Claude Opus 4.7 Tops SWE-bench with 87.6% Score

Anthropic's latest flagship model, Claude Opus 4.7, has set a new industry record on SWE-bench Verified — the gold-standard benchmark for AI software engineering — achieving a score of 87.6%. This surpasses all previously published results from any publicly available model.

What SWE-bench measures

SWE-bench Verified tests whether an AI can resolve real GitHub issues from popular open-source repositories. Each task requires the model to read a bug report, understand a codebase, write a fix, and pass the project's existing test suite — without any human guidance.

Pricing and availability

Claude Opus 4.7 is priced at $5 per million input tokens and $25 per million output tokens — positioning it as a premium option for teams building agentic software workflows. It is available via the Anthropic API and Claude.ai Pro.

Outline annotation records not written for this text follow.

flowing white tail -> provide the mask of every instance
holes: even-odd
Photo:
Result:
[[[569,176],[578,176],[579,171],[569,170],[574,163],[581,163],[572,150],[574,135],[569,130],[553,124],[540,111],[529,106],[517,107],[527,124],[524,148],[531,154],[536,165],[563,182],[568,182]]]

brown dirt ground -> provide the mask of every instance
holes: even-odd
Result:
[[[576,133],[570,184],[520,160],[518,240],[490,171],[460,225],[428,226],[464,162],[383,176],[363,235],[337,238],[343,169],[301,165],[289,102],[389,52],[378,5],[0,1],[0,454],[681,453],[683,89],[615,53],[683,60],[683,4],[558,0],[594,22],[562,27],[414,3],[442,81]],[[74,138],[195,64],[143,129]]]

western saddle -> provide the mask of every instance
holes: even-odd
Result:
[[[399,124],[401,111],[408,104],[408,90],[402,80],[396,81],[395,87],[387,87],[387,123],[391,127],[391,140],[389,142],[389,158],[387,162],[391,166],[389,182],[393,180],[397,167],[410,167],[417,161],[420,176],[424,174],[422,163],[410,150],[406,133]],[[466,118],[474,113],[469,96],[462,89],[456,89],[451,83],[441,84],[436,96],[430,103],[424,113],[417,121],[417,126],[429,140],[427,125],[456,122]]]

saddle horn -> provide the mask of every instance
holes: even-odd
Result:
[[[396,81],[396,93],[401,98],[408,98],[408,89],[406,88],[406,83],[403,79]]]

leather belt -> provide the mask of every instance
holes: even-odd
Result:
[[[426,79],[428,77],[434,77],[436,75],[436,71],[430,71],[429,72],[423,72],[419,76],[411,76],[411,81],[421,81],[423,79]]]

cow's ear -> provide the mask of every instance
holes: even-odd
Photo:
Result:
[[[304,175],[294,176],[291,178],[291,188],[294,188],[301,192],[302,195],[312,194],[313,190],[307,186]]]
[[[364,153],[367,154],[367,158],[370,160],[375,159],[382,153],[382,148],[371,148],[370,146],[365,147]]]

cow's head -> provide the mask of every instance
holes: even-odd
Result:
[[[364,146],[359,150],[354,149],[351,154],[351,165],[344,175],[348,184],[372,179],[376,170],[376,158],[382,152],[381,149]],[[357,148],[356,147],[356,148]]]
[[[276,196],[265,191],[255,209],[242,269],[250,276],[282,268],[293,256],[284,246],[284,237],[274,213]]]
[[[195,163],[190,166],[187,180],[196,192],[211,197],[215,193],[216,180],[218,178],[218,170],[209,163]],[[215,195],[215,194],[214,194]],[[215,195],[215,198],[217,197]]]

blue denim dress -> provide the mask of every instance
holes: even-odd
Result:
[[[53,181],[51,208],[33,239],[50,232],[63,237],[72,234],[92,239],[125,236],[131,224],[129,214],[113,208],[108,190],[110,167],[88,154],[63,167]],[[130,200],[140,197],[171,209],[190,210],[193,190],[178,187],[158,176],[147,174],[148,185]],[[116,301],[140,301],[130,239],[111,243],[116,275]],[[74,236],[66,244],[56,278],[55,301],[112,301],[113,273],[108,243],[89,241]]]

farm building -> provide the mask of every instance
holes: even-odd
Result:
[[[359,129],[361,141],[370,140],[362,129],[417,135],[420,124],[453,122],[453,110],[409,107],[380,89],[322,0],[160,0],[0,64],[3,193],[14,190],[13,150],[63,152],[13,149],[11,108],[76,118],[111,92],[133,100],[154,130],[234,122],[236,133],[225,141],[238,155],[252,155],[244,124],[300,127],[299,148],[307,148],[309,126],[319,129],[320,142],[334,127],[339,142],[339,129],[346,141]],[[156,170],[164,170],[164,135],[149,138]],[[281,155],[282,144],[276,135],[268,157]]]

What this means for developers

The result signals a qualitative shift in what AI agents can accomplish autonomously. At 87.6%, the model can reliably fix the majority of real-world bugs without human intervention — a capability that was considered out of reach just 18 months ago.

Anthropic describes Claude Opus 4.7 as purpose-built for long-horizon agentic tasks: multi-step coding projects, automated testing pipelines, and complex refactoring work that previously required experienced engineers.